I quit my job and my last day was three weeks ago tomorrow. That seems crazy to me because my life has felt like this since then: recovering from the serious disaster that I let our apartment deteriorate into (because I was quitting soon), going to Seattle, and then being sick.

I'm not sure if I feel like I have adjusted to our new normal yet.

I think I should have written about the experience of quitting more when it was actually happening, because it no longer feels like a big deal anymore. The whole process did feel kind of huge when it was happening. I mean, I was at that job for just shy of four and half years (4.38 if we want to be exact). So that's kind of a long time, right? I don't really expect to be missed much, though, partially because I took advantage of organizational transition to peace out. This means that my departure was administrated by a manager who I had virtually no relationship with before quitting. But he was actually really kind about the whole thing, and helped coordinate an effort to get me a zoo pass as a going-away gift. I will remember that.

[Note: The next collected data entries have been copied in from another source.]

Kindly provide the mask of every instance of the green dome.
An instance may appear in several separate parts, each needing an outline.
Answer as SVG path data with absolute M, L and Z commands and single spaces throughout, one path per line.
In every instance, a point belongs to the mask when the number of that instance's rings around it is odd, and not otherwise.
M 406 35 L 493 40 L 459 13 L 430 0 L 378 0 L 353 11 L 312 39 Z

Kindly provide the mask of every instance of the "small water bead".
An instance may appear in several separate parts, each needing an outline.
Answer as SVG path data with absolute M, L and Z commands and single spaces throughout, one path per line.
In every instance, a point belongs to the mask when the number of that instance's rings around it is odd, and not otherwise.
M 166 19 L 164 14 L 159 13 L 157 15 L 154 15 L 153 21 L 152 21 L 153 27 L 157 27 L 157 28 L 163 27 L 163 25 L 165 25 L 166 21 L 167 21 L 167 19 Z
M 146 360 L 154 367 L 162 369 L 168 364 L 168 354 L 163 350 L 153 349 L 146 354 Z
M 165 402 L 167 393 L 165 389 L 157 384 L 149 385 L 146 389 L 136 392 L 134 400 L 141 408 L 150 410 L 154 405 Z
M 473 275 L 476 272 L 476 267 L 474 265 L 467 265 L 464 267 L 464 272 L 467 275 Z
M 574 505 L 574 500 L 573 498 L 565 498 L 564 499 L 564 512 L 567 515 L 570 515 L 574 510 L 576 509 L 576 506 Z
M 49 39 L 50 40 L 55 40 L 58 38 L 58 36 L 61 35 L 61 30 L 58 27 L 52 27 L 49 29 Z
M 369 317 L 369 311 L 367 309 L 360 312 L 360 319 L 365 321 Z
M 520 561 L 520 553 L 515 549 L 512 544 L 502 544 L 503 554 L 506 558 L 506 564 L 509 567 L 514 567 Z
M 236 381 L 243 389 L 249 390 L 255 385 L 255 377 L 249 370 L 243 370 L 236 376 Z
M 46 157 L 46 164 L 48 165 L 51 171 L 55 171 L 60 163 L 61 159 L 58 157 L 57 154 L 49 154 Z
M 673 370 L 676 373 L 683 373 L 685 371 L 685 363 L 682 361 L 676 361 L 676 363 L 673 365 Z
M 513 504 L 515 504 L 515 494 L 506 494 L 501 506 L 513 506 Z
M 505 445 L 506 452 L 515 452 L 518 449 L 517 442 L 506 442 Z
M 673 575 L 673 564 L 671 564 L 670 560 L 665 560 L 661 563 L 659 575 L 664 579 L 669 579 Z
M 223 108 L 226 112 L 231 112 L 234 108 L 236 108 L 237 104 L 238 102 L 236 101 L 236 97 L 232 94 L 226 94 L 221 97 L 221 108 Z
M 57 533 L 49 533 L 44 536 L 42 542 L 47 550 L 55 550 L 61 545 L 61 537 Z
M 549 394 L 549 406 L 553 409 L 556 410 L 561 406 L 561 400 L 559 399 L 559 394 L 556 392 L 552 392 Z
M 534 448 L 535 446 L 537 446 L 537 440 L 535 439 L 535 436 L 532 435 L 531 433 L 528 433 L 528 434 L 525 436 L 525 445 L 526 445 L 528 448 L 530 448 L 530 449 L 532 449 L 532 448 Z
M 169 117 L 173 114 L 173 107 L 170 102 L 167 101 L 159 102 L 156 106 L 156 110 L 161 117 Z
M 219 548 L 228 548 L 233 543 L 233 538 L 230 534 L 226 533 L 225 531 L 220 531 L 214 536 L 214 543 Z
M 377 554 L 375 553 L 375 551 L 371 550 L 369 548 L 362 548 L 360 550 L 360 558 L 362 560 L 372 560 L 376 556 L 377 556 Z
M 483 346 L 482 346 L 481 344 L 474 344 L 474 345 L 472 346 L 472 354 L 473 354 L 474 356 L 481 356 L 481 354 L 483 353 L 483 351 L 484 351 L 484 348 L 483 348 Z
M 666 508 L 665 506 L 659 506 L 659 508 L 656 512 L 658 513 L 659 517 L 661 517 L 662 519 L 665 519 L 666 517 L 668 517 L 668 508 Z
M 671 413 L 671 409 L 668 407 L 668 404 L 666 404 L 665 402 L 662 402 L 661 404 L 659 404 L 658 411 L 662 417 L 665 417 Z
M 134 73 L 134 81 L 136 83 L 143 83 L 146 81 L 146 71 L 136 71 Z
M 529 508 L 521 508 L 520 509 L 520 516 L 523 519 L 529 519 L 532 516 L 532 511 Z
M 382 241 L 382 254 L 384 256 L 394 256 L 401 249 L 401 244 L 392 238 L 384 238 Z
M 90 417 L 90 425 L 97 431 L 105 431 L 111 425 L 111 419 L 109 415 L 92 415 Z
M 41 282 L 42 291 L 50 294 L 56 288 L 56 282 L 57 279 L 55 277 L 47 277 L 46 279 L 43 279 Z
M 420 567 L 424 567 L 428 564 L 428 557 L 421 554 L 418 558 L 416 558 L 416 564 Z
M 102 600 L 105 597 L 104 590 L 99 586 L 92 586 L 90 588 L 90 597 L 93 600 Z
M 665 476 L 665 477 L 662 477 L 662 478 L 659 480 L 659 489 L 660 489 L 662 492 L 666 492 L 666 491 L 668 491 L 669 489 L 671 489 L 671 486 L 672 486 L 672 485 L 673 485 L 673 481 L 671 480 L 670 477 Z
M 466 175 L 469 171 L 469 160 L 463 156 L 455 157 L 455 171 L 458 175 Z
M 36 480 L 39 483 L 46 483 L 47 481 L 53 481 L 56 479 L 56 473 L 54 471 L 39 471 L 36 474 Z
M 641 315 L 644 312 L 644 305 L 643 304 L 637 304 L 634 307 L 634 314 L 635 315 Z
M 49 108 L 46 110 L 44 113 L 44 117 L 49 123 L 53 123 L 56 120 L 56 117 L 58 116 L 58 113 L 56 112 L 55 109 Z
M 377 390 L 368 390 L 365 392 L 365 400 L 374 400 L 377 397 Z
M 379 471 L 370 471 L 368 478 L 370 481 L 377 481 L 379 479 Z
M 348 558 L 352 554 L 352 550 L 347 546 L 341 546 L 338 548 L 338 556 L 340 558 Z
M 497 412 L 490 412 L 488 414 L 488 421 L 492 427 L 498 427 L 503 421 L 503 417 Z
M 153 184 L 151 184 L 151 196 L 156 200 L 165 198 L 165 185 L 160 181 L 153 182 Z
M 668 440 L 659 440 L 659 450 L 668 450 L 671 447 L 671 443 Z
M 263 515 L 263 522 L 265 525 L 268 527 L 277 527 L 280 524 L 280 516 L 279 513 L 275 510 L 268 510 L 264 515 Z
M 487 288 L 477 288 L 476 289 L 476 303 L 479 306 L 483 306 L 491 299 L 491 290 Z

People have asked me what I will do now that I'm not working. I guess I could have said I'm now doing freelance editing, because I am hoping to have a somewhat regular supply of freelance editing work. But I took a more vague approach (I haven't really gotten many freelance projects yet) and usually said "I don't know" while thinking in my head, "Maybe pay attention to my child?" Because the biggest reason I decided to quit was because it was so stressful to me to feel this pressure to be a good mom and a good employee at the same time, while working from home, and those pressures were converging all too often. Several of my coworkers, and lots of people in general, seem to be able to work it out. I honestly don't know how! I was always wondering "How do they do it?" And kudos to those for whom it works, but for me it seemed unsustainable.

I guess I used to care about accomplishing stuff and doing things and whatever, but the older I get, the more I think that my life philosophy should be to simplify, have less, do less, slow down, and reduce stress.

I've made good headway in this regard by wearing the same clothes every day, never washing my hair, not shaving my legs, not washing my face, not wearing make-up. That's kind of a joke, but it's kind of shamefully true, too.